The Front, Middle and Back Line
At last, media outlets are printing that one-fifth budget cuts "might" affect the front-line. For some reason it took Sir Dennis O'Connor (Chief Inspector of Constabulary) to say it before anyone took it seriously, perhaps because he isn't normally heard backing the lowly street bobby.
"Do you know why I've stopped you, madam?"
"Do you know why I've stopped you, madam?"
What outrages those of us who can describe exactly how budget cuts are affecting the front line is the eerie silence from most of our Chief Constables. Which is the biggest indicator of all that the Home Office has systematically taken control of the nation's police forces and an environment has sprung up in which it is impossible for dissenters to make their views known. In Blair's Britain, if you spoke about issues that you couldn't solve, you were an incompetent - after all, no one else was whinging about the problem. And now, under the new Coalition government, any Chief Constable who moans that the cuts will affect how his/her force delivers policing is clearly still spending too much on bureaucracy and performance measures. This mantra is trotted out regardless of whether or not it is the case.
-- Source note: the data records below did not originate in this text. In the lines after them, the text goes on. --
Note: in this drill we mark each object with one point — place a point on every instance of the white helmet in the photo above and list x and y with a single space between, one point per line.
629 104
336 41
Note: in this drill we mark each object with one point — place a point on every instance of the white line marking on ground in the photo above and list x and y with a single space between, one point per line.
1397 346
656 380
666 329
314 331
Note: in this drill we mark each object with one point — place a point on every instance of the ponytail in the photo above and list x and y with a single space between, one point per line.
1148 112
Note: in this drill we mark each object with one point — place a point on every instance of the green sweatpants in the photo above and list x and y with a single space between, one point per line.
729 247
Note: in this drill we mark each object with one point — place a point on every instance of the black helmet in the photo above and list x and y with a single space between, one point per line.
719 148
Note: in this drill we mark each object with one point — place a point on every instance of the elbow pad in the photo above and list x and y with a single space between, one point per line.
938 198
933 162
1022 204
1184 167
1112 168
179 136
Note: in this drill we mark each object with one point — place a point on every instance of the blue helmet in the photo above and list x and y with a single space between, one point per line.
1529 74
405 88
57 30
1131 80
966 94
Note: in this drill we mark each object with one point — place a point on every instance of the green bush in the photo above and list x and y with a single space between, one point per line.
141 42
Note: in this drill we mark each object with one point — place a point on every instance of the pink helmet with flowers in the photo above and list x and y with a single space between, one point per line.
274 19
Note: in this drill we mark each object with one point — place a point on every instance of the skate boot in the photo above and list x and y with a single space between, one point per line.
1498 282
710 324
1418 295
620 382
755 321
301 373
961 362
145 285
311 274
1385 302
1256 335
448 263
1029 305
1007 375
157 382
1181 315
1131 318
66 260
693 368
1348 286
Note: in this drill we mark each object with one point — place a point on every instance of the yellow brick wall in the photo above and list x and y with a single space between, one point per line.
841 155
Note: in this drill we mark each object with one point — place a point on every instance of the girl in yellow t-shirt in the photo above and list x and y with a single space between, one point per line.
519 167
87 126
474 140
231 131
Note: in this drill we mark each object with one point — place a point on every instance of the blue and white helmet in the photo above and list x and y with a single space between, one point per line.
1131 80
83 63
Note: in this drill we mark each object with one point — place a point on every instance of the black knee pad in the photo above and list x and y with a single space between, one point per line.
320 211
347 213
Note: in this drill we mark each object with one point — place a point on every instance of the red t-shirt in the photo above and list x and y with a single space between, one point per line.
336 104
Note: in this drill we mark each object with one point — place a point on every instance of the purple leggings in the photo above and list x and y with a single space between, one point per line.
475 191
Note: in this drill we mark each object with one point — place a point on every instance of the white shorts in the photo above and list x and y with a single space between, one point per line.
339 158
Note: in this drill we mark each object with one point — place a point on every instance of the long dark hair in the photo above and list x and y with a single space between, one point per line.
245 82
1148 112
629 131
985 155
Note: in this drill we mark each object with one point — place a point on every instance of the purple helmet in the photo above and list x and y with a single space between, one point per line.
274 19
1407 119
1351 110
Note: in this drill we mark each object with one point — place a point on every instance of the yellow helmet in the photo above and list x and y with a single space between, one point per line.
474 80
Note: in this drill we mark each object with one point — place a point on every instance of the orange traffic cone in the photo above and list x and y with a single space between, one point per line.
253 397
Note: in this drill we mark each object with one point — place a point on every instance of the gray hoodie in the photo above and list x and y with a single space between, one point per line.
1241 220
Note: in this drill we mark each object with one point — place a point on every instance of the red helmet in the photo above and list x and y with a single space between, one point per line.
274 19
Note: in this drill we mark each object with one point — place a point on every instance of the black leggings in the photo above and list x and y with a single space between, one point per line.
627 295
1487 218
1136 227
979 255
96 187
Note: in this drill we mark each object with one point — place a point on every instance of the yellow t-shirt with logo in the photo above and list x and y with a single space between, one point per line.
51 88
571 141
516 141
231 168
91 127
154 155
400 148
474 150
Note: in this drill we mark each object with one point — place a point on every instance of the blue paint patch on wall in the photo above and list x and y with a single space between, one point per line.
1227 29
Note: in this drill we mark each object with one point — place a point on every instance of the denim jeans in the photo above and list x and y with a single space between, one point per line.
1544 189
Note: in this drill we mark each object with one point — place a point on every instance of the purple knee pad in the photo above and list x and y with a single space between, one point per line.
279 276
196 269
Sir Dennis also raises the issue of what is the front line? He even suggests, shock horror, that those back-room roles that enable police officers to work on the front line should be considered vital themselves. This might even mean custody sergeants, gaolers, case file builders, etc. It's almost as if the concept of a front line is that it's actually the SMALLEST part of a police force, just the visible tip, and that in fact an effective back office means that a force can run with a very tiny proportion visible to the public.
For example, if a police officer can arrest a shoplifter and hand them straight over to someone to book them into custody, process and charge them, while someone else seizes CCTV and takes statements, that police officer can go straight back to the next shoplifting. Meaning that 3-4 other officers are needed back at the station to enable him to use his time the most efficiently on the front line.
"That is correct: you were going too fast, over a stop line, and you weren't wearing your seatbelt."
"Shouldn't you be out catching burglars and rapists?"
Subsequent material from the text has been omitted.